Based on 2007 estimates, 16.5 percent of American Indians and Alaska Natives suffer from the disease. That's more than twice the national average of 7.8 percent.
Among racial and ethnic groups, Native Americans ranked the highest. The rate among African-Americans was 11.8 percent, followed by Hispanics at 10.4 percent.
In contrast, only 7.5 percent of Asian Americans suffered from diabetes. And only 6.6 percent of Whites were diagnosed with the disease.
Overall, the CDC estimates that nearly 24 million people are affected by diabetes. The figure represents a 3 million increase in the last two years.
"It is concerning to know that we have more people developing diabetes, and these data are a reminder of the importance of increasing awareness of this condition, especially among people who are at high risk," said Dr. Ann Albright, director of the CDC Division of Diabetes Translation.
Tribal affiliation played a role in the risk to Native Americans. Among Alaska Natives, for instance, only 6.0 percent suffered from diabetes.
But among tribes in southern Arizona, 29.3 percent of adults are diagnosed with the diseases. Pima tribes in the state suffer from one of the highest rates of diabetes in the world.
In New Mexico, the diabetes rate in counties with large Navajo populations was higher than counties with large Pueblo and Apache populations. In South Dakota, nearly every county that is home to a reservation had a diabetes rate higher than 10 percent.
In Montana, Big Horn County had the highest rate in the state -- 12.3 percent of the population has diabetes. The county is home to the Crow Reservation.
Besides Alaska, the only other state with a diabetes rate that was lower than the national average was Colorado. The state is home to two Ute tribes.
Diabetes can have costly effects. It's the nation's seventh leading killer, according to data from 2006.
Diabetes can also contribute to heart disease, stroke, high blood pressure, blindness and kidney disease.

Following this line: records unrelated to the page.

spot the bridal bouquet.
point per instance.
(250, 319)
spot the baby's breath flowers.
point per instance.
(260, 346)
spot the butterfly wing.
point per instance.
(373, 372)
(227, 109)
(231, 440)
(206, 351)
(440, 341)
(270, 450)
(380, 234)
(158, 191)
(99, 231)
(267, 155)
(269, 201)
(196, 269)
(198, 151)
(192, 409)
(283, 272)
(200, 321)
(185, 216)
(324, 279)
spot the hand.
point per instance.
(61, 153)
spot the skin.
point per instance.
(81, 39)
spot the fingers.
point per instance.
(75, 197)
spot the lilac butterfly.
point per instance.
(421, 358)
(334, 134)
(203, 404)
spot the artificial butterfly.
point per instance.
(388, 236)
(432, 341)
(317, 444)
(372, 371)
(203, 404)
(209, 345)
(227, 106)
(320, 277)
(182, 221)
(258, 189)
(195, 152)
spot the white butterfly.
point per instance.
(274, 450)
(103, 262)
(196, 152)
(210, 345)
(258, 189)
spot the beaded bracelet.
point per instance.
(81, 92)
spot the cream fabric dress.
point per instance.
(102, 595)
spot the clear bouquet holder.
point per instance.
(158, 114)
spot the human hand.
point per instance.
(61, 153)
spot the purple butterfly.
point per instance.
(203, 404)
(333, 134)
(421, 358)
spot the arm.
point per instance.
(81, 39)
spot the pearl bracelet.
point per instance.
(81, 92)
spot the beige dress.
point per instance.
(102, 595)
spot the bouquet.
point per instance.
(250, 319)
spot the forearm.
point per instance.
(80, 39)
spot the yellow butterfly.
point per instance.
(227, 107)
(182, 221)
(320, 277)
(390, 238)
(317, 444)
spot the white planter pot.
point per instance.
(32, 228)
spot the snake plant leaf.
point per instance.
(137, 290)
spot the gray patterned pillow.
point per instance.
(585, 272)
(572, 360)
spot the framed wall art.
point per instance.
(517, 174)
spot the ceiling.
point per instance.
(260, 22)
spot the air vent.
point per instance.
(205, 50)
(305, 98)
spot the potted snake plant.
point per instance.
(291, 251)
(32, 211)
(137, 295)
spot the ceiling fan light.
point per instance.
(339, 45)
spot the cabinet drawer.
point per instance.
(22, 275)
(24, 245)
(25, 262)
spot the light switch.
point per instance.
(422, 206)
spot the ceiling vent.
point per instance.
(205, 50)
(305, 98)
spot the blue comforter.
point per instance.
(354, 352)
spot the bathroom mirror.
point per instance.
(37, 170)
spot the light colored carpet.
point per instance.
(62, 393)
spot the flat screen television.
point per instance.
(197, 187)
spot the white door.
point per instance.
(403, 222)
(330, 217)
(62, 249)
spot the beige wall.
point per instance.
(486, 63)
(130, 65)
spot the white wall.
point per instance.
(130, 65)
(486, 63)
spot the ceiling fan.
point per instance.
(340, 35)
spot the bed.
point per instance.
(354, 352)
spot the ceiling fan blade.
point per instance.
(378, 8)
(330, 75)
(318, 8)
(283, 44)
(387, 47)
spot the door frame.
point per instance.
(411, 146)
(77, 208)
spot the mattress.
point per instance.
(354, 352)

Despite the disparity in Indian Country, health experts have claimed success in the war against the disease. Through programs funded by the Congressionally-authorized Special Diabetes Program for Indians, tribes have been able to address some key health indicators in the last decade.
With additional funding, tribes hope to do even more. They are asking Congress to authorize $200 million a year over the next five years, up from $150 million a year currently provided through Indian Health Service grants.
"Eight years is not enough time to turn around the rates of diabetes," Buford Rolin, the chairman of the Poarch Band of Creek Indians of Alabama, said at a Senate hearing in February 2007. "Give us time."
The Senate has been considering a Medicare bill that includes $150 million a year for the diabetes program. But Democrats and Republicans have been unable to agree on the overall Medicare bill, according to the National Indian Health Board.